Combining the power of a
turbine engine with the efficiency of a piston engine.
In its basic form, the engine can be generally described as a crank-less, two stroke, radial cylinder, rotary engine. In lieu of a rotating crankshaft, the cylinders and pistons instead rotate around two stationary shafts defining their own respective centers. As the combustion gas inside the cylinder expands, the offset between the two center of rotations provide the relative reciprocating action making it possible to impart rotational motion to the cylinders. Configured with paired opposing cylinders, the engine forms a balanced rotor that is capable of high speed operation comparable to a turbine engine. In two stroke mode, that means a power stroke from each cylinder for every engine revolution.
The Design Advantage: Simple Design and Operation Flexibility
With the engine directly fed by a turbo or a supercharger, the piston functions as a valve controlling the exhaust gas and the intake charge. The simple design eliminates the need for overhead valve train, while leaving the space under piston isolated for possible pressurized oil lubrication of the bearings. Unlike the conventional two stroke engine, the combustion chamber operates oil-free. By utilizing electronic-controlled ignition and fuel injection, the engine can thus operate efficiently as 2 stroke, 4-stroke (pseudo) or program-optimized to fire only when needed for even higher efficiency. Both are self-powered through charging coils mounted on top of each cylinder head. The fuel injection and ignition are triggered independently, with mode of operation and timing controlled via a series of selectable electromagnets (stationary) spanning +/-45 degrees before and after the engine TDC. By activating the respective electromagnet, the precise fuel delivery and ignition timing is achieved as the head-mounted sensor is triggered. The symmetrical engine design makes forward and reverse engine rotation possible via electronic switching. Unlike the conventional internal combustion engine's rotating crankshaft, the PiTurb's non-rotating shaft can be adjusted/positioned on-the-fly for optimum performance. Moving the piston's rotational center relative to the cylinder's center of rotation can effectively change the engine's compression ratio allowing use of various fuel grades.

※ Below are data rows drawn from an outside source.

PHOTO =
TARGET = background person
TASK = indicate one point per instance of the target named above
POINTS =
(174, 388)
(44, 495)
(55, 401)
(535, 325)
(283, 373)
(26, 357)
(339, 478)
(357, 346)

The engine's design simplicity (lower cost to manufacture), flexibility in mode of operation (economy or performance), makes it's potential applications a wide open range. Considering the power to weight ratio and its low profile, the engine may be a worthy contender in the auto industry. It's flat engine layout should enable lower center of gravity for better handling, and sleeker body for lower drag coefficient. The engine's high rotational speed in combination with its vertical axis oriented rotation lends the possibility of using the engine as stabilizer for a smoother ride and better turning control. Hence a light car can dynamically exhibit the properties of a heavy car able to run smoothly over bumpy/rough road by utilizing the engine's gyroscopic effect. Combining power, comfort, sporty handling, with possible economy mode operation... may forever change people's perception of small cars.